Despite their environmental friendliness, security and high volumetric energy density of zinc anodes, aqueous Zinc-ion batteries (AZIBs) still face poor reversibility of Zn anodes, especially under high current density, originating from various parasitic reactions induced by high activity of water. The hydrated deep eutectic electrolyte (HDEE) effectively suppresses parasitic reactions, but the electrochemical performance still needs to be optimized. Here, our research emphasized the importance of balancing enhanced reversibility and fast Zn²⁺ transfer kinetics. A new green and low-cost HDEE (Zn(ClO₄)₂·6H₂O/Glycerol) is developed, and then an optimized solvation structure [Zn(H₂O)_2.0(Gl)_1.3(ClO₄)_2.7]²⁺ can be formed by adding glycerol (Gl), which not only maintains a high Zn²⁺ diffusion coefficient (1.2 × 10⁻⁷ cm² s⁻¹), but also disrupts the bulk water network via strong H-bonding with ClO₄⁻ and water, significantly lowering the freezing point (−65 °C) and inhibiting the parasitic reactions/cathode dissolution.

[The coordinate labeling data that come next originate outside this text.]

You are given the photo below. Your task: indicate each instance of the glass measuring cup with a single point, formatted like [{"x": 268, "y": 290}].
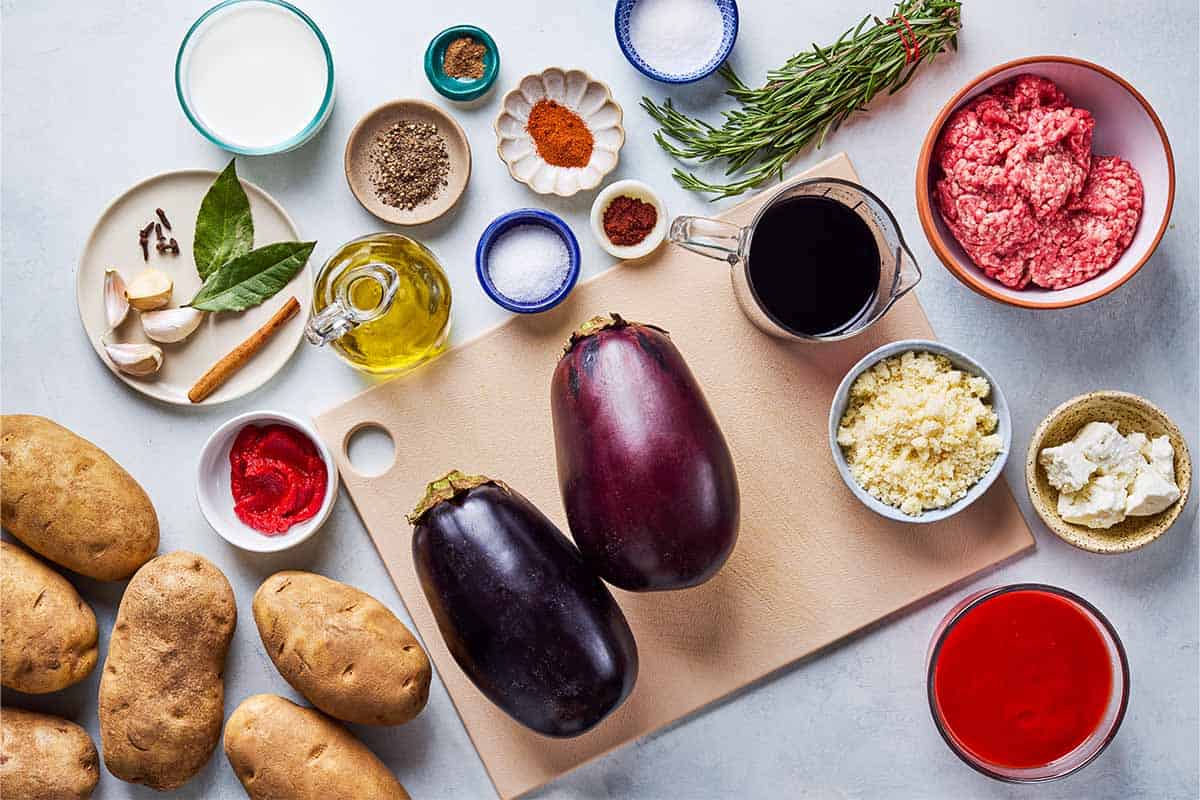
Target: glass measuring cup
[
  {"x": 382, "y": 302},
  {"x": 898, "y": 270}
]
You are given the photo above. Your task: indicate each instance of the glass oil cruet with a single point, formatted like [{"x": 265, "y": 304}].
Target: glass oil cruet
[{"x": 382, "y": 301}]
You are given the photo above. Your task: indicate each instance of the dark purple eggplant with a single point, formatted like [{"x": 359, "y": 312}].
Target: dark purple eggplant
[
  {"x": 532, "y": 626},
  {"x": 647, "y": 479}
]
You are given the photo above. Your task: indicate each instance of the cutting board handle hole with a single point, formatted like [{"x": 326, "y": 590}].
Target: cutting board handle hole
[{"x": 370, "y": 449}]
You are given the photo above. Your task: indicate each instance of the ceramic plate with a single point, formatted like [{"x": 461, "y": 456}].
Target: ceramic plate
[
  {"x": 114, "y": 244},
  {"x": 583, "y": 95},
  {"x": 358, "y": 160}
]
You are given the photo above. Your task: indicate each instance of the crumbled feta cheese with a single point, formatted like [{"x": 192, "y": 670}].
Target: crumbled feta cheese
[
  {"x": 1066, "y": 467},
  {"x": 1150, "y": 493},
  {"x": 1161, "y": 456},
  {"x": 1101, "y": 504},
  {"x": 1103, "y": 476},
  {"x": 917, "y": 433}
]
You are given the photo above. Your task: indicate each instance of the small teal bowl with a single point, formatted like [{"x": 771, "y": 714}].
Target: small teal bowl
[
  {"x": 459, "y": 89},
  {"x": 310, "y": 131},
  {"x": 502, "y": 224},
  {"x": 729, "y": 10},
  {"x": 961, "y": 361}
]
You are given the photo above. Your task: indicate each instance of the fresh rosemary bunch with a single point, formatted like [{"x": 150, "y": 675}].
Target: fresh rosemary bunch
[{"x": 808, "y": 97}]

Furthermore, the evolution of the HDEEs solvation chemistry and its impact on the electrode/electrolyte interfacial stabilities can be understood through precise adjustments of the molar ratios of Zn(ClO₄)₂·6H₂O and Gl, molecular dynamics and COMSOL simulation. The Zn//Zn with the HDEE (Zn|HDEE|Zn cells) can cycle for ∼5000 h without short-circuiting at 1 mA cm⁻², which is roughly 12.5 times more stable than ordinary aqueous electrolyte, indicating effective suppression of parasitic reactions. The Zn//NH₄V₄O₁₀ with HDEE (Zn|HDEE|NH₄V₄O₁₀ cells) can stably cycle 3500 cycles with 120 mAh g⁻¹ at 10 A g⁻¹ at room temperature and 1000 cycles with 95 mAh g⁻¹ at 5 A g⁻¹ at a low temperature of -20 °C. This study provides a path toward the development of HDEE electrolyte and a thorough comprehension of the influence of Zn²⁺ solvation structure on reversibility.